Case ID: f-supp-2d_82/html/0458-01.html
Source: Caselaw Access Project
Author: {"author": "JOSEPH H. YOUNG, Senior District Judge.", "license": "Public Domain", "url": "https://static.case.law/"}
Date Created: 2024-08-24T03:29:51.129683

Paul JACOBSON v. James SWEENEY.
    No. CIV. Y-96-3371.
    United States District Court, D. Maryland.
    Feb. 7, 2000.
    
      Paul Jacobson, pro se.
    Harry J. Carleton, Fairfax, VA, for Defendant.
   MEMORANDUM OPINION

JOSEPH H. YOUNG, Senior District Judge.

I.

This case is before the Court on a Motion for Summary Judgment filed by the Defendant, James Sweeney. The Plaintiff, Paul Jacobson, filed his complaint in the United States District Court for the Eastern District of Kentucky on August 5, 1996, alleging fraud and negligence in connection with the sale of a property in Bethesda, Maryland. The complaint identified two defendants, James Sweeney, a resident of Washington, D.C., and a co-defendant, a resident of Lexington, Kentucky. The Eastern District of Kentucky issued an Order on October 23, 1996, transferring the case to this court pursuant to 28 U.S.C. § 1404(a) for the convenience of the parties. See Jabobsen v. Sweeney, No. 96-339 (Oct. 23, 1996, E.D.Ky.).

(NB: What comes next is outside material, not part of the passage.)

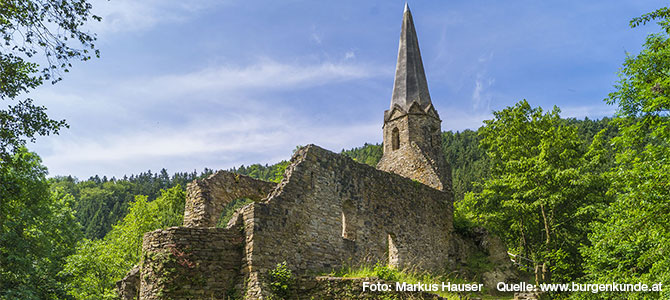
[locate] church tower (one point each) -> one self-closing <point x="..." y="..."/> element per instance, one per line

Jacobson filed his first amended complaint on November 26, 1996, alleging fraudulent concealment, fraudulent misrepresentation, and breach of warranty. Discovery revealed that Sweeney was involved in Chapter 11 bankruptcy proceedings and the case was automatically stayed. On March 24, 1999, however, the United States Bankruptcy Court for the District of Columbia ordered that “the automatic stay be partially lifted to the extent of applicable [insurance] coverage” to allow the case to proceed to trial. This Court subsequently set a trial date of January 31, 2000.

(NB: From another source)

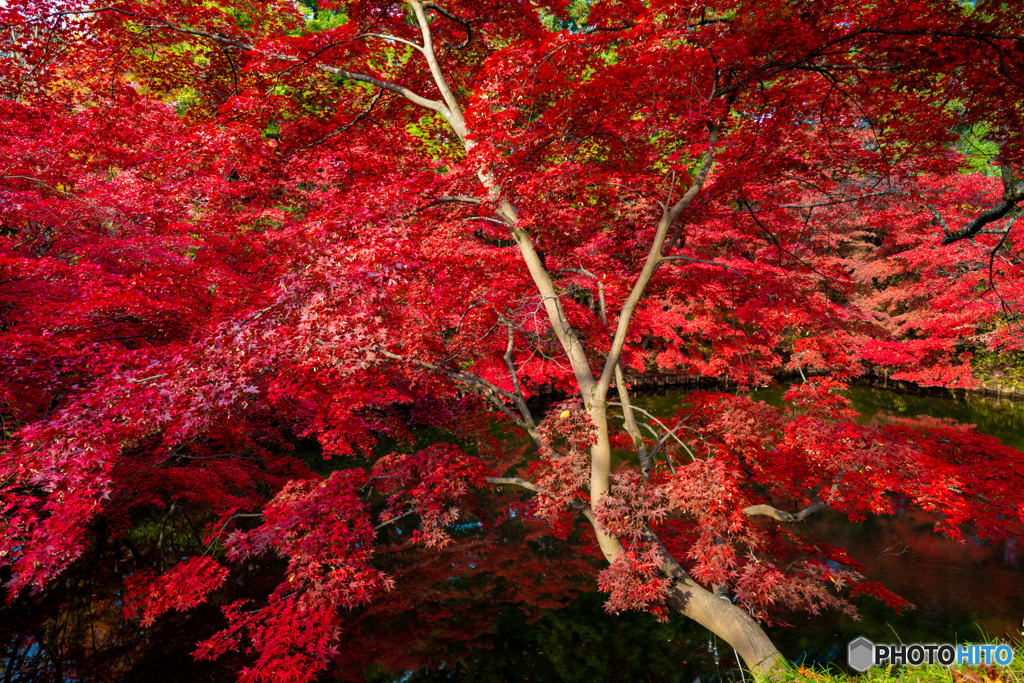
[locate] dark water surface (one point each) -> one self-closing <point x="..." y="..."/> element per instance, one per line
<point x="961" y="591"/>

Jacobson filed a third amended complaint on June 28,1999, alleging negligence and fraud. In particular, Jacobson claims that in 1988, Sweeney recommended property at 6304 Bradley Boulevard in Bethesda and either intentionally misrepresented or failed to inform Jacobson about the value of the property, the traffic noise in the area, and the potential presence of hazardous materials on the site. According to Jacobson, as a result of Sweeney’s acts, he purchased the property for more than $280,000 and made $60,000 in improvements to the house, but sold the property for only $204,000 in 1992. He now seeks compensatory damages of $140,-000 plus punitive damages.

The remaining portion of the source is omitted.